Pour répondre à une autre intervention j’ajouterai que ce n’est pas un hasard si le premier travail d’un régime totalitaire est de prendre en main l’éducation et la culture. Les Soviétiques en 1917, le nazisme en 1933 se sont d’abord préoccupés de l’éducation et de la culture. Le même phénomène s’est produit en France, au fur et à mesure que les philosophies politiques sont devenues totalitaires - pas un totalitarisme physiquement violent comme cela s’est passé en URSS ou en Allemagne certes, mais un totalitarisme soft, c’est-à-dire le totalitarisme de la pensée -. A partir de ce moment- là effectivement, on a vu progressivement l’Etat s’occuper de plus en plus de l’éducation Il a très vite compris l’intérêt qu’il pouvait en tirer ! D’ailleurs, bien avant, Jules Ferry avait su, par l’uniformisation de l’instruction, " franciser " les Bretons, les Corses, les Basques, et les petits Auvergnats. Il faut avoir ces données présentes à l’esprit lorsque l’on traite de la liberté de l’enseignement. D’un côté, la liberté doit être affirmée pour permettre d’éviter le totalitarisme (soft ou dur). D’un autre côté, l’État doit veiller à préserver ses intérêts essentiels et notamment l’unité de la Nation s’il l’on y croit encore, pour assimiler ceux qui souhaitent sérieusement devenir Français. D’un côté la liberté du choix de l’école doit faire partie intégrante de la liberté politique. De l’autre, l’État doit intervenir, comme un gendarme, comme une autorité de police au sens propre du terme, lorsque précisément, il rencontre des déviations dans l’exercice de la liberté qui nuisent à l’ordre public, aux bonnes mœurs ou à l’intérêt des enfants. L’important est l’équilibre entre les deux. L’important aujourd’hui est surtout de renverser la proposition en permettant d’abord et effectivement que s’exerce une vraie liberté de l’enseignement. L’État ne doit alors intervenir que dans un second temps comme autorité de police pour sanctionner les dérives de la liberté. Cela s’appelle tout simplement l’État gendarme par rapport à l’État providence …il nous reste du chemin à parcourir en France pour y arriver.

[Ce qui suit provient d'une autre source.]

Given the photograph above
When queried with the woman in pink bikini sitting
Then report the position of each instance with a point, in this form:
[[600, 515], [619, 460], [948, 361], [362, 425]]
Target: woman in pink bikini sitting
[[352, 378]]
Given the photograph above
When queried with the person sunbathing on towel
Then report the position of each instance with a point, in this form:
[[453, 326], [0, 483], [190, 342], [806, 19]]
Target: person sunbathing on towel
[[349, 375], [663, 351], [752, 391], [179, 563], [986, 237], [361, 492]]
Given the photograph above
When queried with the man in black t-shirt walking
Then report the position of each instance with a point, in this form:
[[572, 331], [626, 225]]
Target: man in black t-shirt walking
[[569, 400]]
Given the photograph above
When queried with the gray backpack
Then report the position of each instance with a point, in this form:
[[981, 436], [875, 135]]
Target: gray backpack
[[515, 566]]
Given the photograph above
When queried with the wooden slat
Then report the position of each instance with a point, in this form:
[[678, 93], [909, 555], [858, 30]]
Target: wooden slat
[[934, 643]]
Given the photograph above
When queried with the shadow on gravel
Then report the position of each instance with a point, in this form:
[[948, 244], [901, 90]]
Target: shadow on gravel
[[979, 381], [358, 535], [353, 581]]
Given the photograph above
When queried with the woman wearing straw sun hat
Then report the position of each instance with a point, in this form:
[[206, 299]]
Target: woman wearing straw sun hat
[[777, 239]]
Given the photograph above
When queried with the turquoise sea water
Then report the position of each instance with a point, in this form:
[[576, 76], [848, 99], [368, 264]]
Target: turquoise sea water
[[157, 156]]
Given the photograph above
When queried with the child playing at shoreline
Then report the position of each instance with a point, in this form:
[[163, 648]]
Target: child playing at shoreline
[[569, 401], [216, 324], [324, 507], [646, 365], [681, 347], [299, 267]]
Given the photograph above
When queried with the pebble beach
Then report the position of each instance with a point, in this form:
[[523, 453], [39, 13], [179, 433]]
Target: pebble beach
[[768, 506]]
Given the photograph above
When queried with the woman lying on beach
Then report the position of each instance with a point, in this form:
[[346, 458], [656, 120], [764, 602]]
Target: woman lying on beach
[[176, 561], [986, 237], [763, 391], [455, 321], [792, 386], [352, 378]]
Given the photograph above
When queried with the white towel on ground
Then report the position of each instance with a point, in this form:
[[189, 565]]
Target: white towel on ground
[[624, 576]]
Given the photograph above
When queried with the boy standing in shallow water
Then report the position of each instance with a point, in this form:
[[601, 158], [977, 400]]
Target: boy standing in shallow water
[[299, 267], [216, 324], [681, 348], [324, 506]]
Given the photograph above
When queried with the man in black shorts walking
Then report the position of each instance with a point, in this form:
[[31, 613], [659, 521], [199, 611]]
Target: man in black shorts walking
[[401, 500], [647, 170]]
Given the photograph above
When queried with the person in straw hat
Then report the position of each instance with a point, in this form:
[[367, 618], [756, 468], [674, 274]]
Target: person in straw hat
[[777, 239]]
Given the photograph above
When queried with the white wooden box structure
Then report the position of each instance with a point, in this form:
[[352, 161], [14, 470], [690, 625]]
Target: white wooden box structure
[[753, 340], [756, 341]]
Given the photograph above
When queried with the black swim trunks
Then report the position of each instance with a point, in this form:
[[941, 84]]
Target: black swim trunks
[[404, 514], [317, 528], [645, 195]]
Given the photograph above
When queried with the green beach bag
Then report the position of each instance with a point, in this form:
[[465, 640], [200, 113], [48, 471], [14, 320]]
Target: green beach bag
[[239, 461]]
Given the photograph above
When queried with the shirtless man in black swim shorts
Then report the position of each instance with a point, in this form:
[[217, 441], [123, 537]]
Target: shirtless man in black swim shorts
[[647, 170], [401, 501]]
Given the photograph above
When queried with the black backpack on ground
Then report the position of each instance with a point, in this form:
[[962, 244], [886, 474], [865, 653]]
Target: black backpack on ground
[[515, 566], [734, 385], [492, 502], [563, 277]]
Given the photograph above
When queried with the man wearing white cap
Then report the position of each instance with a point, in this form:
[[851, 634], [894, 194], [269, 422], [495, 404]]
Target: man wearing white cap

Un intervenant dans la salle
Je vais parler des deux Ferry, de Jules et de Luc. Luc Ferry a écrit un livre dans lequel il dit que " L’éducation publique ne fonctionne plus parce qu’il n’y a plus de consensus de base sur les valeurs de notre société occidentale ". Empruntant d’ailleurs ses idées à Gauchet, il dit aussi : " L’école neutre a fonctionné tant que, au fond, la France était catholique. " C’est dire qu’il y avait une référence transcendante dans le système éducatif. C’est très intéressant parce que si vous lisez Jules Ferry, celui-ci ne dit jamais qu’il y faudrait adopter une neutralité vis-à-vis des valeurs, il dit qu’il doit y avoir une neutralité vis-à-vis des confessions. Il parle de la morale de toujours, notamment dans son histoire de la Chambre. " La morale du christianisme, la morale de Kant, la morale de toujours ". Est-ce que cela a quelque chose à voir avec les systèmes éducatifs des pays occidentaux aujourd’hui ? Bien sûr que non ! Est-ce que l’on peut continuer à utiliser les même schémas pour fonder un système éducatif sur un monde qui a radicalement changé ? La lettre de Jules Ferry aux instituteurs fait frémir n’importe quel enseignant du système public aujourd’hui, parce que c’est vraiment un sacerdoce qu’il demande aux enseignements du public. C’est un problème aussi car on a vécu un mythe. J’espère simplement que Luc Ferry se souvient de ce qu’il a écrit et qu’il se pose encore sa propre question : " Comment faire un enseignement dans une société où il faut refonder les valeurs sur lesquelles cette société est construite ? "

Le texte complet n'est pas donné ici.